Will and Kate’s trip to Belize, Jamaica, and the Bahamas is not a surprise. It’s been speculated for weeks that they’d be heading there in March. Today a full itinerary was released and you can read more about it here. This comes at the end of Kate’s two-day trip to Denmark on her own. 

But, um, it’s an interesting time to confirm the tour, non? 

Pretty sure we all know what the biggest headline around the world is right now: Russia invaded Ukraine, there’s a war happening and of course, that doesn’t mean everything has to stop, but my point is about public relations and communications strategy. Certainly there was always a plan to make this announcement today, right after Kate’s trip to Denmark, but the goal for PR and coms experts is to maximise the message, so they always have to consider last minute adjustments, depending on any given situation, and new developments that could affect them. 
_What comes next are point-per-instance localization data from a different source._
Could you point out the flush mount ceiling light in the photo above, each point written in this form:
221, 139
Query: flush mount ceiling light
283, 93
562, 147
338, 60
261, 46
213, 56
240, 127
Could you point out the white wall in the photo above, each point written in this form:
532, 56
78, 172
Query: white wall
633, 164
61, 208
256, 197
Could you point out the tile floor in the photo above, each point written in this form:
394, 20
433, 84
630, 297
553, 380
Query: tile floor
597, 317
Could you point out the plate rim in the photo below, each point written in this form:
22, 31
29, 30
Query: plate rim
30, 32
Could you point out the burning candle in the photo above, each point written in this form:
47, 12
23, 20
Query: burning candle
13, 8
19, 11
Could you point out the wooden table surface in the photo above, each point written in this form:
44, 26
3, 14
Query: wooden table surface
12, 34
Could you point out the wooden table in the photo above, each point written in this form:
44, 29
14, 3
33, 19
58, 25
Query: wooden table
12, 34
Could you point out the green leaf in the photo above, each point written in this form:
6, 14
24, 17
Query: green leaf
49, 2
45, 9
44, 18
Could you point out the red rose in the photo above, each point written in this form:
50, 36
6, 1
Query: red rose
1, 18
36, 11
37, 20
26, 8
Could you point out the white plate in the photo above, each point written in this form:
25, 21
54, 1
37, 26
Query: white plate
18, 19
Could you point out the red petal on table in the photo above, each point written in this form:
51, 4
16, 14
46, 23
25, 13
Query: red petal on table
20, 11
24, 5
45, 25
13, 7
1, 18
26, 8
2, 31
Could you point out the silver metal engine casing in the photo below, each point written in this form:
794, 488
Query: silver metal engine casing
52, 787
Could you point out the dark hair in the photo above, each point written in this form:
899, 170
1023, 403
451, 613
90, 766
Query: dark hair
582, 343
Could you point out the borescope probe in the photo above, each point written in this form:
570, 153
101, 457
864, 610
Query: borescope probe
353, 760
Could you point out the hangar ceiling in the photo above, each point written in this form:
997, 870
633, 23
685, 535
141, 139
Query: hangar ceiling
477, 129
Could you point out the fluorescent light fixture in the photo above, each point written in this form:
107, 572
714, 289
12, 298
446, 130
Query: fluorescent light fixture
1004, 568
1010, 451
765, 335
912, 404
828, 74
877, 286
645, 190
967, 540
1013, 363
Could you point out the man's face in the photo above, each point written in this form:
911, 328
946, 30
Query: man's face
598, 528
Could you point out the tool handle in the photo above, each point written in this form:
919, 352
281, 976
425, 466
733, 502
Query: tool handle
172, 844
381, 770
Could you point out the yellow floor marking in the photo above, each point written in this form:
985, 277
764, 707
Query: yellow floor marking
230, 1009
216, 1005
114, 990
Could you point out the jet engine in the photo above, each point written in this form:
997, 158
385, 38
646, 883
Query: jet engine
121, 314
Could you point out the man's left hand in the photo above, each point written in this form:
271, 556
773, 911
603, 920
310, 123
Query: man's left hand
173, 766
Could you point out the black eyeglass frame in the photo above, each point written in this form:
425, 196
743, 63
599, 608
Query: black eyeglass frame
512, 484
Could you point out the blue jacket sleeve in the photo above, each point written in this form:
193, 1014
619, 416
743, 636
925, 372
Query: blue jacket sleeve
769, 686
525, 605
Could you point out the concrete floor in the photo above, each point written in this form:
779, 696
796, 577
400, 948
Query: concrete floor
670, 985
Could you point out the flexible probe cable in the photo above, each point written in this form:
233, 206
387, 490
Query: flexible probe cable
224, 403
Why, then, given that the whole news cycle right now is being dominated by what’s happening in Ukraine and Russian aggression, did they decide to move ahead with the original game plan and release this today even though the announcement about the tour would not get nearly the same amount of play? This is the inside baseball of royal communications strategy I’m interested in. 

Did they deliberately want a more muted response to the tour? Or did they think that the story would still make an impact even though the world is preoccupied with the situation in Ukraine? Was it even a consideration that maybe the news about Will and Kate going island hopping wouldn’t land all that positively on a day when geopolitics is severely destabilised and footage is being beamed around the world of families being torn apart and displaced? 


I’m not saying the tour shouldn’t happen. I’m not saying it’s a bad thing. Tours are what royals do. My point is just about the timing and the work process behind the release today – because you know how the internet works and social media in particular. People have reactions, and those reactions can change depending on cultural, social, and political mood. It’s the responsibility of PR experts to assess that mood, to understand the conditions in which an announcement will be made. That’s why TV networks have, for example, pulled episodes that might coincidentally deal with fictional tragedies when similar tragedies have occurred in the real world. 

Pretty sure most would agree that today isn’t the ideal day for the British royals to be talking about touring Belize, Jamaica and The Bahamas. But they assessed it and determined that today was better than not. I guess they have their reasons. I’m so curious about what they are.